Going back to my example of my use of table variables, my stored procedures get called from within integration services, and until the DB had around ~200 million rows, everything was good. The run time of the queries then was probably about 10 minutes and the work included hitting 7-8 tables with most of them hosting around a couple million transactions, as well as the biggest table above with ~200 million rows. Of course, all of these have proper indexes [covered + non-covered]. Data would be queried every day to generate user reports and also data would be moved between the transactional DB and a trimmed version of a data warehouse. All of a sudden, these tasks which used to take about 10 minutes, now took 2-3 hours to finish [this happened overnight]. After crap loads of debugging and monitoring, I discovered that the DISK IO was taking a substantial hit when I was doing work on the data in the table variables.

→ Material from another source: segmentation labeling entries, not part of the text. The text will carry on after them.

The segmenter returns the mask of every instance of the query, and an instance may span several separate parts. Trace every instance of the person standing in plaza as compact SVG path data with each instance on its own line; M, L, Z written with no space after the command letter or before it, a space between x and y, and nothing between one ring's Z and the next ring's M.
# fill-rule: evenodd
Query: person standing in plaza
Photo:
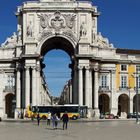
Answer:
M57 129L58 120L59 120L59 118L58 118L57 114L56 113L53 114L52 115L52 124L53 124L54 129Z
M50 123L51 123L51 112L48 112L47 125L50 125Z
M67 112L65 112L62 116L62 121L63 121L63 130L64 129L67 129L67 126L68 126L68 121L69 121L69 117L68 117L68 114Z
M39 115L39 113L37 113L37 124L38 124L38 126L40 124L40 115Z

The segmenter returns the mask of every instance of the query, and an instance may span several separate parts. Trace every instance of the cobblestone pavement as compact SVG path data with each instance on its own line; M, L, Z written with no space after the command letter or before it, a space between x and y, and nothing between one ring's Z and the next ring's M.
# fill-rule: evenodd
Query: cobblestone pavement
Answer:
M46 122L0 122L0 140L138 140L135 121L70 122L67 130L53 130Z

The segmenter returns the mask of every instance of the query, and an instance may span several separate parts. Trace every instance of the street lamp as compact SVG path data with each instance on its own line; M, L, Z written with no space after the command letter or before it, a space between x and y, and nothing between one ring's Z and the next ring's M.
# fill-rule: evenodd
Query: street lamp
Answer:
M139 98L138 98L138 74L132 75L134 78L136 78L136 123L139 124L139 116L138 116L138 110L139 110Z

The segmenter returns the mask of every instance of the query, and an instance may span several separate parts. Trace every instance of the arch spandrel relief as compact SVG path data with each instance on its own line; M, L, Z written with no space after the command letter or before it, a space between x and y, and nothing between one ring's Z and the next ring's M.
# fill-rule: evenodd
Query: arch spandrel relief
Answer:
M39 18L39 40L51 35L67 35L76 40L75 19L76 14L63 14L60 11L54 13L38 13Z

The logic was something along these lines: It wouldn't be feasible to loop through 200 million rows and other large tables every night. So I made use of table variables and a staging DB, which also allowed for incremental updates, to query the tables on an incremental basis. Then I would be dealing with only a few thousand transactions as opposed to millions. Turned out that there is a 'threshold' in SQL Server, surpassing which, forces the Query Optimizer to just give up on table variables - when I say 'give up,' I mean the Query Optimizer's execution plan is fucked. I was doing things like updating the table variable once it was populated, which forced SQL Server to start an ambient transaction. This in turn also resulted in writing the logs of these updates to the log file which is huge because of millions of records - this is where SQL Server went into a suspended state, under the wait type PAGEIOLATCH_SH; simply put, the hard disk wasn't able to keep up with what SQL Server wanted to do. If you don't know, PAGEIOLATCH_SH indicates a resource contingency issue with the disk system. Overall, because our DB hit this threshold, the time for my queries increased from a few minutes to few hours overnight.

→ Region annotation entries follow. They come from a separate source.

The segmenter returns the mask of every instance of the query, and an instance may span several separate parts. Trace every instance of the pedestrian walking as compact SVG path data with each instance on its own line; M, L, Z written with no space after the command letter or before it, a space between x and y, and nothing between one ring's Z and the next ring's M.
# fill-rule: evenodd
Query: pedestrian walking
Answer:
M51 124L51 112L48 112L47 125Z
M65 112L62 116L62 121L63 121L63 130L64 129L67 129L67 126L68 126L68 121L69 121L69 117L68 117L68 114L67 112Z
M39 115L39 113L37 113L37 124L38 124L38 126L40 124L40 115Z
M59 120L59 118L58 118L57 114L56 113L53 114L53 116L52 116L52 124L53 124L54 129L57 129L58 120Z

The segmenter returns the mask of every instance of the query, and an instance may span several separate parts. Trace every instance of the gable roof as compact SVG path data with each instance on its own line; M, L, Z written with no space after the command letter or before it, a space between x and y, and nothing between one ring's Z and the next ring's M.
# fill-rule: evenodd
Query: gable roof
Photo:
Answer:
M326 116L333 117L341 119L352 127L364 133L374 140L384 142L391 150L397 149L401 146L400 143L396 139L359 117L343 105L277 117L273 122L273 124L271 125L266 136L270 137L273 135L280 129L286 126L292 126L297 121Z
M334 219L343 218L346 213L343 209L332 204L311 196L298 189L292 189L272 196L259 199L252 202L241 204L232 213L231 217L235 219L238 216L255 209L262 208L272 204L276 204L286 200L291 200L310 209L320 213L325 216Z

So the solution? Temporary tables! Even though some articles advertise the use of table variables and TVFS, they won't take into account such performance issues. In general, temporary tables can have indexes and statistics, which helps the Query Optimizer to cache the best execution plans - you don't get this liberty with table variables and TVFs. So my advice to you is to look at the execution plans. If you have updates/inserts in your logic, you possibly want to use a temporary table (you can create indexes inline, and then drop the table at the end). Then, it also depends on the overall size of your tables. Also, if your queries are too complex, ensure you have proper indexes defined [assuming it is a transactional + reporting DB]. One place where you may get hosed is when you need to pinpoint the bottleneck in your queries; I use PRINT statements to print the current time in my stored procedures at each step, which allow me to monitor around how much time each query is taking.
Hope this helps.
Edit: By the way, after switching to temporary tables, my run times have now gone down to 2.5 minutes. LOL.